# natuΒΆ

Natural units in Python

Warning

This project is currently in a pre-release state. It will be officially released once the unit tests are complete.

natu is a free, open-source package to represent physical quantities. There are many Python packages that deal with units and quantities, but natu is uniquely system-independent. The units are derived from physical constants with adjustable values and dimensions. The value of a unit is factored into a quantity so that the quantity is not “in” any particular unit. This has the following advantages:

• Flexible: Different unit systems, including natural units (hence the name “natu”), can be represented by simply adjusting the base physical constants.
• Simple: Unit conversion is inherent. This results in quick computations and a small code base (about 1500 lines). By default, dimensions and display units are tracked to catch errors and for string formatting. This can be disabled to nearly eliminate the computational overhead while still providing the core features.
• Intuitive: Each unit is a fixed quantity that is treated as a mathematical entity. A variable quantity is expressed as the product of a number and a unit, as stated in [BIPM2006].
• Representative: The design reflects the way modern units are defined. Standards organizations such as NIST assign values to universal physical constants so that the values of units can be determined by physical experiments instead of prototypes.
• Scalable: The values of the base physical constants can scaled to prevent exponent overflow, regardless of the units used [Davies2012], [1].

natu incorporates some of the best features of the existing packages:

• Units with offsets and even nonlinear functions are supported. For example:

```>>> from natu.units import degC, K
>>> 0*degC + 100*K
100.0 degC
```
```>>> from natu.units import dB
>>> (10/dB + 10/dB)*dB  # Multiply by adding logarithms.
100.0
```
• Prefixes are automatically applied. For example:

```>>> from natu.units import km, m
>>> km/m
1000
```
• Display units are simplified using coherent relations automatically gathered from the unit definitions:

```>>> from natu.units import kg, m, s
>>> 1*kg*m**2/s**2
1.0 J
```
• Units are automatically sorted into convenient submodules such as natu.groups.length.

• Nearly 40 physical constants are included. For example:

```>>> from natu.groups.constants import c
>>> c
299792458.0 m/s
```
• Additional constants and units can be easily added to the definition files or defined in code.

• There are drop-in, quantity-aware replacements for math and numpy. Quantities can be used in NumPy arrays or vice versa (see here).

• There are no dependencies except for the numpy replacements (previous feature).

• Units can have fractional powers. For example:

```>>> from fractions import Fraction
>>> m**Fraction(1, 2)
ScalarUnit m(1/2) with dimension L(1/2) (not prefixable)
```
• Units and quantities can be formatted for HTML, LaTeX, Unicode, and Modelica. For example:

```>>> '{:H}'.format(10*m**2)
'10.0&nbsp;m<sup>2</sup>'
```

This renders in HTML as 10.0 m2.

• Rationalized and unrationalized unit systems are supported.
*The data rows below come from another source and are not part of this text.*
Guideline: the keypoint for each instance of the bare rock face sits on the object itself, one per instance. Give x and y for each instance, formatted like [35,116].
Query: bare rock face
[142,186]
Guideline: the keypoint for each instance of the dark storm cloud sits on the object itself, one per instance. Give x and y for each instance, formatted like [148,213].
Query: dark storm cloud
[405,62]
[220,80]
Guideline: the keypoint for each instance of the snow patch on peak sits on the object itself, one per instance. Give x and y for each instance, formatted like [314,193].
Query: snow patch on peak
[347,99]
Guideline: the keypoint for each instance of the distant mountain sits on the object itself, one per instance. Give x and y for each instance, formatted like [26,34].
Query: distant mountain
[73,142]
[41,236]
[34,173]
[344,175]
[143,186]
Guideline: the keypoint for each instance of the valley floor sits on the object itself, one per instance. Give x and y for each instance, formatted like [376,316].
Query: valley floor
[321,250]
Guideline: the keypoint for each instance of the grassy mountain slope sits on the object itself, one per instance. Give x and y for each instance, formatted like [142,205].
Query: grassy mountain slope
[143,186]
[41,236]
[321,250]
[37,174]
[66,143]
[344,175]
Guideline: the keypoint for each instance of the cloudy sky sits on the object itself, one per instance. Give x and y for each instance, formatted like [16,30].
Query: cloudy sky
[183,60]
natu is published under a BSD-compatible license. Please share any improvements you make, preferably as a pull request to the master branch of the GitHub repository. There are useful development scripts in the hooks folder. If you find a bug, have a suggestion, or just want to leave a comment, please open an issue.

References

 [Davies2012] K. Davies and C. Paredis, “Natural Unit Representation in Modelica,” in Modelica Conference (Munich, Germany), Modelica Assoc., Sep. 2012.
 [BIPM2006] International Bureau of Weights and Measures (BIPM), “The International System of Units (SI),” 8th ed., 2006.

Footnotes

 [1] Post by C. Bruns at http://stackoverflow.com/questions/2125076/unit-conversion-in-python (Feb. 5, 2010): “Units are NOT necessarily stored in terms of SI units internally. This is very important for me, because one important application area for us is at the molecular scale. Using SI units internally can lead to exponent overflow in commonly used molecular force calculations.”